But in early 2007, just weeks after Moller finished outfitting the fifth USA station with biodiesel pumps, his father, John, agreed to sell the USA chain to Tesoro Corp. A few months ago, Tesoro stopped offering 99% biodiesel.

It was back to the drawing board. Kristopher Moller took control of a USA station in Brentwood that was not included in the Tesoro deal and in April started selling nearly pure biodiesel made from cooking and vegetable oils. The station was renamed Conserv Fuel and hosted a visit from Democratic presidential candidate Barack Obama.

In December, the station became just the second outlet in the state offering E85 to the public. The move should have been a triumph for Moller, but he was in no mood to celebrate.

Permitting delays and other glitches had sapped his finances. "I was struggling and fighting," said Moller, a 32-year-old Malibu resident, "but I didn't have the pocketbook to weather the storm."

So he handed control back to his father, who plans to give the station one year to improve its financial performance.
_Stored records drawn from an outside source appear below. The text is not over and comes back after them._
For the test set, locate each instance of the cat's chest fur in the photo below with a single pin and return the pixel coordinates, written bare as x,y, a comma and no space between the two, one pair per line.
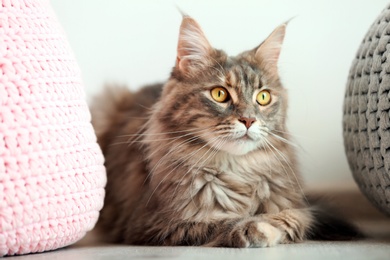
227,187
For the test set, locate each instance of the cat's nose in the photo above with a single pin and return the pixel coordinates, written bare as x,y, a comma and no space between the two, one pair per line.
247,121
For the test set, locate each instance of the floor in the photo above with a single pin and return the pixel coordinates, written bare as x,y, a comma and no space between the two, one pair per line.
353,205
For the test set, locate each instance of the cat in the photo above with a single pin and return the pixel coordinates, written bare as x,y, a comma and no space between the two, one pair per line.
205,159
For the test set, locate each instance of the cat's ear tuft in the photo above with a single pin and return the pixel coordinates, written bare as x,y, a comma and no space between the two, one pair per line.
193,50
267,54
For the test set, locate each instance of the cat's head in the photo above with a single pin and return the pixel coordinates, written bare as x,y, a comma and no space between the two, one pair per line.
233,104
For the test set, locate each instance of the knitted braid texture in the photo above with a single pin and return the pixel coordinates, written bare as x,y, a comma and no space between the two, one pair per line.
51,169
366,123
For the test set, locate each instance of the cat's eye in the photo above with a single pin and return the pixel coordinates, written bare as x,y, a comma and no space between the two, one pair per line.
220,94
263,98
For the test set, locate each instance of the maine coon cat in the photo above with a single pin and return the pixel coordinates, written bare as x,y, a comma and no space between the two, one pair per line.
204,159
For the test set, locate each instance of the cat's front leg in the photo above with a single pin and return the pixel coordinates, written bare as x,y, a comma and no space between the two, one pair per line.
265,230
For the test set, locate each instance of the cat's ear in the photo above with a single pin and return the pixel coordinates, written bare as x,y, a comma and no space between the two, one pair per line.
193,50
267,54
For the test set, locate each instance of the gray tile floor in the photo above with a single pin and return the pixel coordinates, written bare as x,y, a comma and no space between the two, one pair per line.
367,249
354,206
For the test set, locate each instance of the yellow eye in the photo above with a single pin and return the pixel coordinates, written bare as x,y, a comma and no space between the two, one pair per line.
263,98
220,94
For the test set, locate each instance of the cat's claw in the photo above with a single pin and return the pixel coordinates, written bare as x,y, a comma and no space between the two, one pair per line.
256,234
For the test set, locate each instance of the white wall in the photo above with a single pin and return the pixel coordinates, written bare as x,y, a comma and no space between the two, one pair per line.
134,42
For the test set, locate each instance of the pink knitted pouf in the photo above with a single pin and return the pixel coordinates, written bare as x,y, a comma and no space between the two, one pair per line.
51,168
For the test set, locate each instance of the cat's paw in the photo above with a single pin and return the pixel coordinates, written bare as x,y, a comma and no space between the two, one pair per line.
255,234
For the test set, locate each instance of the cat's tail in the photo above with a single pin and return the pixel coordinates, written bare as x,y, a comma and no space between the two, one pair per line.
329,224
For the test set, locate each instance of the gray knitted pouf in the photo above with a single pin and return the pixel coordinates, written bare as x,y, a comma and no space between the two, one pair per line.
366,122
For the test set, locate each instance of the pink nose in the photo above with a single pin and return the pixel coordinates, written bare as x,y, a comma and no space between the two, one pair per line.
247,121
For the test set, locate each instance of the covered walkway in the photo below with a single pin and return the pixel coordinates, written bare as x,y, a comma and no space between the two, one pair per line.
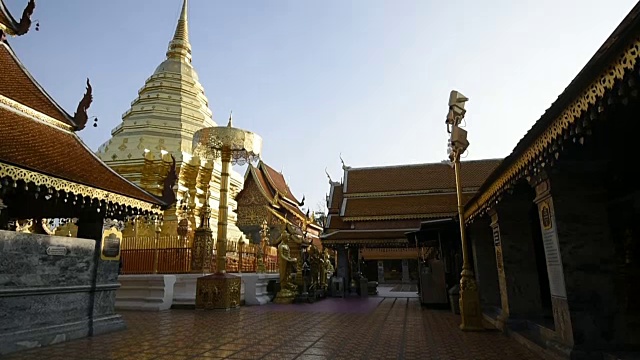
353,328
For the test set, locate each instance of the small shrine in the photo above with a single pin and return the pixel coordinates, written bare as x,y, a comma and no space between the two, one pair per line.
267,199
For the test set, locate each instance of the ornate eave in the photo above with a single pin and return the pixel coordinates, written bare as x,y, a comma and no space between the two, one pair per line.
398,217
409,192
538,150
369,242
56,184
36,115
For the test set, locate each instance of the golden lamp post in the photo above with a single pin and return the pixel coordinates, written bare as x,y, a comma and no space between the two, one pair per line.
469,297
232,146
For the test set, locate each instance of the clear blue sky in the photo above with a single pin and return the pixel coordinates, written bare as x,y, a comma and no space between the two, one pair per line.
366,78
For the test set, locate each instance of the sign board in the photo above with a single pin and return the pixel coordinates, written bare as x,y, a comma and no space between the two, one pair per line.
552,250
110,247
56,251
496,236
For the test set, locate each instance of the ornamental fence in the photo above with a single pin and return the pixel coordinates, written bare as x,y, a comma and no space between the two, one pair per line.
172,255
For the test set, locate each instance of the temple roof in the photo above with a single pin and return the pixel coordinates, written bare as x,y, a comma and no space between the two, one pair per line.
275,189
58,153
39,144
417,177
617,56
405,192
24,89
277,182
405,207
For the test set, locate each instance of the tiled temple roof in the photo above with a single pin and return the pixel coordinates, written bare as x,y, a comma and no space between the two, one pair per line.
17,84
417,177
59,153
38,137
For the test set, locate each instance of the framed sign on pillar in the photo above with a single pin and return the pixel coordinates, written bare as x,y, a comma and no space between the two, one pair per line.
553,257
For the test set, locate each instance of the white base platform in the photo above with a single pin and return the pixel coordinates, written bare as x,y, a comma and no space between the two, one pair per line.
256,288
145,292
161,292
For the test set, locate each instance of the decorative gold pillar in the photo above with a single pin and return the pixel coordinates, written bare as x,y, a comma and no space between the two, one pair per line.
555,269
156,248
261,249
222,290
223,212
202,246
502,279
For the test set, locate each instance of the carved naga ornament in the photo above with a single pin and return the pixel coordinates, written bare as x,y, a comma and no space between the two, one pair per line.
80,117
13,27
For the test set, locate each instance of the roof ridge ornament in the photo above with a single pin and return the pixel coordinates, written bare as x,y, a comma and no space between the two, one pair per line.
328,176
80,117
168,195
344,167
12,27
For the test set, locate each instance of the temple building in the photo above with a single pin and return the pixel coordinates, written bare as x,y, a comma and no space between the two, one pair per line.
373,208
555,227
159,125
266,198
55,288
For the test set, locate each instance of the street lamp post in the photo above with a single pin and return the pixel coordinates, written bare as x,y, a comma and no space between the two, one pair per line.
232,146
469,298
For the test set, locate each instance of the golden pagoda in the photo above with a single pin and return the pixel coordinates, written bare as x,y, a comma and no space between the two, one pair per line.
158,129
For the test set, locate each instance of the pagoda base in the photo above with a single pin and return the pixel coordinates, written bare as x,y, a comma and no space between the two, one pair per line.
285,296
218,292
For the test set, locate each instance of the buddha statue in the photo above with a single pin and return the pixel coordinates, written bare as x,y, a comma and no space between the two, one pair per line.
285,266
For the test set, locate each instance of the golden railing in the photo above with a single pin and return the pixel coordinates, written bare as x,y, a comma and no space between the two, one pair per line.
172,255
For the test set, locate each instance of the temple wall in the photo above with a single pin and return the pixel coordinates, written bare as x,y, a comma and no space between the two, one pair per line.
484,259
589,261
46,298
516,245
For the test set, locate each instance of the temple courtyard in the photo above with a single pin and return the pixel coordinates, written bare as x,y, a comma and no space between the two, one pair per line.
352,328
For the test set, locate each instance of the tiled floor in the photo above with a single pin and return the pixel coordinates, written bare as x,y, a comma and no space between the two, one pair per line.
370,328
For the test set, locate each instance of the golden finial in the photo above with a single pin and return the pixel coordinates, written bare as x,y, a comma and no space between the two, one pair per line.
179,46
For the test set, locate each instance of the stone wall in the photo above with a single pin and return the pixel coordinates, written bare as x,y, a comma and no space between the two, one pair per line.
47,291
484,259
516,242
588,258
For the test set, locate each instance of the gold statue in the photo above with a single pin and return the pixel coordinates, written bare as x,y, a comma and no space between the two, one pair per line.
288,290
261,249
328,268
317,266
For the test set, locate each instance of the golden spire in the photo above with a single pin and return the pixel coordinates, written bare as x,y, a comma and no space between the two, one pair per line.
179,46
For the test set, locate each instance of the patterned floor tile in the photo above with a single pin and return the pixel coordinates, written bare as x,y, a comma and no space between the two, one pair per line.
374,328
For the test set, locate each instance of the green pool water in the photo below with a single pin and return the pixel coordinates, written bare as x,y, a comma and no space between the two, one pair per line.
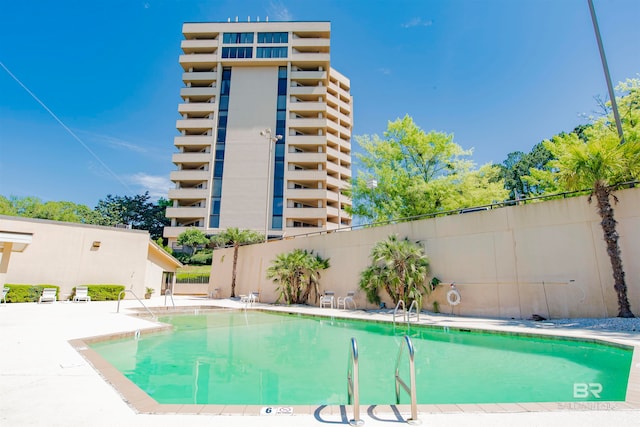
257,358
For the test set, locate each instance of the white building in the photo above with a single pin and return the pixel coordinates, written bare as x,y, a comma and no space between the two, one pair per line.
265,132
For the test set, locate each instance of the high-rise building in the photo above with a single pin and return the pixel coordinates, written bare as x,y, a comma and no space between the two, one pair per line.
265,130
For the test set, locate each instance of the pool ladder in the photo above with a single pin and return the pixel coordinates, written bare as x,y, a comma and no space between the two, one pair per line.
353,388
139,300
170,293
411,388
406,314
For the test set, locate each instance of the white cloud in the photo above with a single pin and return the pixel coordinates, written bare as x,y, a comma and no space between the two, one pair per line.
157,186
277,11
417,22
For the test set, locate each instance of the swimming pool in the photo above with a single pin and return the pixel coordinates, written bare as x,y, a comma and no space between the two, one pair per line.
255,358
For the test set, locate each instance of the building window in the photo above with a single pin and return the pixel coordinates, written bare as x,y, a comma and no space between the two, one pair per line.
273,37
278,159
237,38
237,52
271,52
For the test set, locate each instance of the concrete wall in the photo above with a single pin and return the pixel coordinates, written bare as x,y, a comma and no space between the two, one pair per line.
63,254
545,258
If it doesn't, the elder Moller intends to convert it back into a standard gasoline station with a big oil company brand on the pumps.

"His heart is into the biofuels . . . and he really wants to see it succeed," John Moller said of his son. But his own view, Moller explained, is "show me the money."

The younger Moller is pinning his hopes on customers like James Courtney, who on a recent Friday drove from Venice to Moller's Brentwood station to pump the 99% blend of biodiesel into his buttercup-colored 1976 Mercedes Benz 300D, a car that's been in his family for decades. He paid $3.799 a gallon, more than he would have for standard diesel, but Courtney didn't mind.